Save Advisors, a Houston-based subsidiary of markets-based savings startup Save, has introduced an FDIC-backed savings option that registered investment advisors can offer clients interested in drawing yields from the markets instead of interest rates on held-away cash.
The program is being run in partnership with Customers Bank, which provides the deposit accounts for a market-based yield strategy managed by Save and held at custodian BNY Pershing. The minimum deposit amount for the firm’s Market Savings Sub-Advisory Program is $10,000 for a one-year term. Save charges a 0.35% annual management fee for use, and clients can be penalized for withdrawing early.
Save founder Michael Nelskyla said the program can give advisors a unique option to offer clients looking for a safe-haven for cash that can potentially draw better returns than traditional options such as a money market fund or CD.
“No. 1 is that an advisor can give the client potential for higher yield to beat inflation,” he said. “No. 2, the advisor can treat the cash similarly to their normal investment program.”
Save was founded in 2018 by Michael Nelskyla, a former managing director at UBS, Goldman Sachs, and RBS, along with other financial industry veterans, as a way to offer a savings program based on market returns. The firm offers consumers savings accounts that combine FDIC-insured bank deposits with market investments managed by Save for fees that range from about 0.79% per year.
There has been interest in helping advisors manage client cash for years. MaxMyInterest, which launched over a decade ago, is one well-known provider that works with more than 3,000 wealth management firms and integrates with many third-party technology platforms.
MassMutual-owned Flourish has also been targeting advisors to get them to pay attention to held-away client cash (along with debt tracking, loans and annuities). Its Flourish Cash offers a 4% annual percentage yield through an account that will tie to an advisor’s wealth stack. In a study of its own customer base, Flourish found that clients with net worths of $1 million to $2 million hold an average of $183,672 in cash. And custodian Altruist launched its own cash management platform, built internally from scratch, last year.
Nelskyla said Save’s program is unique because it acts like an investment that protects from downside risk.
“If you’re the advisor then our proposition to you is a sub-advisory program which you can use to enhance the yield on your client’s cash,” he said. “Your selection or our recommendation will generate you yields that are coming from the S&P, NASDAQ or multi-asset portfolio … that return in general should be higher than an equivalent money market or savings products.”

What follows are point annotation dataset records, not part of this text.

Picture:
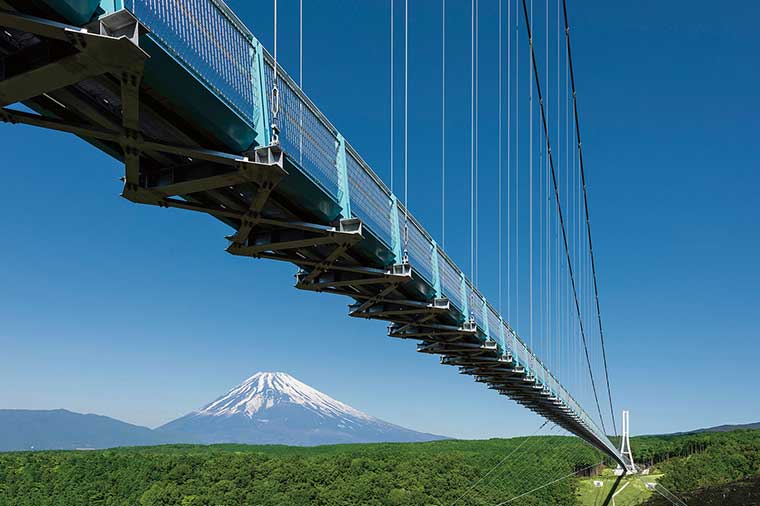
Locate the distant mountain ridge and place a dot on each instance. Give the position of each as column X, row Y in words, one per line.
column 267, row 408
column 728, row 428
column 276, row 408
column 60, row 429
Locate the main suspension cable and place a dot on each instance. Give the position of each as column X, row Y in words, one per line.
column 275, row 91
column 406, row 131
column 443, row 124
column 393, row 89
column 588, row 221
column 559, row 206
column 498, row 191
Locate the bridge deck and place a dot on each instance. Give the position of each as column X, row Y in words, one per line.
column 188, row 115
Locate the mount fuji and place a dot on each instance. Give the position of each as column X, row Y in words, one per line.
column 276, row 408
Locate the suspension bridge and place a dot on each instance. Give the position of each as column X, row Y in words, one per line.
column 206, row 120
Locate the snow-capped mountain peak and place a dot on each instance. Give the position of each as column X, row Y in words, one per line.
column 276, row 408
column 266, row 390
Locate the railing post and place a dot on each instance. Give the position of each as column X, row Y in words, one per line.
column 465, row 299
column 501, row 335
column 486, row 325
column 436, row 274
column 344, row 198
column 395, row 230
column 258, row 81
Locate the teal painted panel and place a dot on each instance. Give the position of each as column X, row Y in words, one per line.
column 76, row 12
column 193, row 100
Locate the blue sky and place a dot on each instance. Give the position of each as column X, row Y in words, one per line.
column 137, row 312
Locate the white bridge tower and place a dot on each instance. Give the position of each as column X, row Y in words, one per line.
column 625, row 442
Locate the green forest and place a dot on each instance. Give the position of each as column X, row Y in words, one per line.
column 541, row 470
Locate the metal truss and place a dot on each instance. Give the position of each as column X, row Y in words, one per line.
column 177, row 171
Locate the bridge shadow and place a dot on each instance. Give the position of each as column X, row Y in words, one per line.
column 608, row 500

Adam Watts, Save’s president and chief operating officer, pointed to the negative returns in the bond market in 2022.
“Most portfolio models are related to bonds being at a lower risk than equities,” he said. “Now, cash has become a more important part of a portfolio and you need tools to have cash managed more efficiently and have it be a more equal partner in the allocation process.”

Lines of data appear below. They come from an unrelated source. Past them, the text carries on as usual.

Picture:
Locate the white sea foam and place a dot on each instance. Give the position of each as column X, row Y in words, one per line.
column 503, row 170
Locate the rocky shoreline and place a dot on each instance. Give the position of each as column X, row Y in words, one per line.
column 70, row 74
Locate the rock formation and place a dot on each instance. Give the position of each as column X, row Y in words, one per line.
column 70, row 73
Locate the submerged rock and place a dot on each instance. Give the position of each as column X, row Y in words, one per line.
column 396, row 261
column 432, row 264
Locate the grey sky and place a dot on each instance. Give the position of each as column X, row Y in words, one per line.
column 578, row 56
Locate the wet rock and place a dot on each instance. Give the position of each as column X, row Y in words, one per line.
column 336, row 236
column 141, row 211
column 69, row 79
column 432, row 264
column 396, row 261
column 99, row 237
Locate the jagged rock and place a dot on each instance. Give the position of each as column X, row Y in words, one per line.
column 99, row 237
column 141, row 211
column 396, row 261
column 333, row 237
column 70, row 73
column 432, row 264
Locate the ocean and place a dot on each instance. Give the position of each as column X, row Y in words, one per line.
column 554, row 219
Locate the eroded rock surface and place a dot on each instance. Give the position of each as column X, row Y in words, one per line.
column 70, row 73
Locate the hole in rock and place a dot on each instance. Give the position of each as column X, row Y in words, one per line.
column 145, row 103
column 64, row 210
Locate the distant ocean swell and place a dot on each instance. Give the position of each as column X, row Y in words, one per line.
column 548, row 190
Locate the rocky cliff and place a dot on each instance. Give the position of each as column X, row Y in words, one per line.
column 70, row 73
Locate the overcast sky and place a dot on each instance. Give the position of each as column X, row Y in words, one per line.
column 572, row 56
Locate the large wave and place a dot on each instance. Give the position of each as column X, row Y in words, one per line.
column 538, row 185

Nelskyla said Save is targeting smaller, independent advisors who likely have fewer options for managing client cash.
Jake Danielski, managing director and head of the financial institutions group at New York-based Customers Bank, said the bank has been developing products for the RIA sector for the last two years, including those independent RIAs that may be working with regional, non-specialized firms.
Danielski said through the Save program, the bank can offer advisors a new way to capture clients’ held-away assets that they might otherwise lose.

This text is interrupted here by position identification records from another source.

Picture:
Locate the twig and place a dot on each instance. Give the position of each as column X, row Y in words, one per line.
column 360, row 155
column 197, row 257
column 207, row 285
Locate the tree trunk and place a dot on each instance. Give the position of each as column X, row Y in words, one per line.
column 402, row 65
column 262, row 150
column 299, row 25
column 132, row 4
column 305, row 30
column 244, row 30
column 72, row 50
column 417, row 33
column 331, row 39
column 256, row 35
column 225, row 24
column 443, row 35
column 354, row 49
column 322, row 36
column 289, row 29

“Customer cash is moving very fast,” he said. “We see it as a valuable proposition for RIAs to provide clients with FDIC insurance in a bank account and the potential for market upside … this is another tool for advisors to capture held away cash but under the advisory framework.”
Danielski also said that, unlike some banks, Customers does not have a wealth advisory division and so will not compete to advise on assets.
“We provide the services without the advisor having to worry that this is a ripe area for the bank client,” he said.